Famílias de baixa renda são as mais afetadas pela inflação em abril, indica Ipea

No mês passado, a inflação para as faixas de mais baixa renda foi pressionada pelo grupo alimentos e bebidas. Para as faixas mais ricas, o maior impacto veio do grupo transportes.

Famílias de baixa renda são as mais afetadas pela inflação em abril, indica Ipea

O Instituto de Pesquisa Econômica Aplicada (Ipea) divulgou, nesta segunda-feira (16), os dados de abril da inflação. Segundo o indicador, as famílias de baixa renda foram as mais atingidas no mês de abril, com 1,06% no seguimento. Para as famílias pertencentes aos estratos de renda mais alta, a inflação variou em 1,00%.

Ainda segundo o dados divulgados, até o mês de abril o acumulado no ano indicam 3,7% para o segmento de renda alta e 4,5% para o segmento renda muito baixa.

 

O preço dos alimentos foi o que representou a maior alta para as famílias de baixa renda. O grupo “alimentação e bebidas” respondeu por cerca de 61% de toda a inflação apurada em abril. Os destaques para altas foram arroz (2,2%), feijão (7,1%), macarrão (3,5%), batata (18,3), leite (10,3), frango (2,4%), ovos (2,2%), pão francês (4,5%) e óleo de soja (8,2%). A segunda maior contribuição para a inflação desse segmento veio do grupo “saúde e cuidados pessoais”, puxado pela alta de 6,1% dos medicamentos.

Já para as famílias de renda mais alta, a variação apresentada pelo grupo “transportes” foi a que pesou mais no bolso. O segmento foi responsável por 60% de toda a inflação registrada no último mês. O valor reflete nos reajustes das passagens aéreas (9,5%), do transporte por aplicativo (4,1%), da gasolina (2,5%), do etanol (8,4%) e do diesel (4,5%).

Além dos alimento e dos medicamentos, as altas do preços dos serviços pessoais, especialmente os relacionados à recreação, também elevaram a inflação dessas famílias.

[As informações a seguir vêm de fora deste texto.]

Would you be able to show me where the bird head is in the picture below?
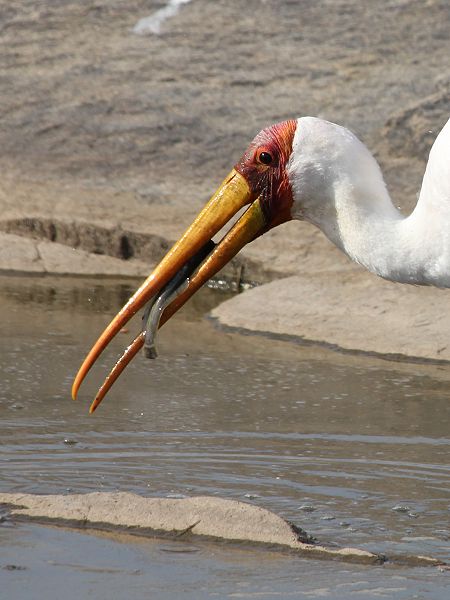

Por fim, o Ipea indicou que no acumulado de 12 meses, as famílias de renda muito baixa, com renda domiciliar menor que R$ 1.726,01, apresentaram a maior alta inflacionária, com a taxa de 12,7%. Por outro lado, as famílias de renda alta, com renda domiciliar superior a R$ 17.260,14, registraram uma variação acumulada de 10,8%.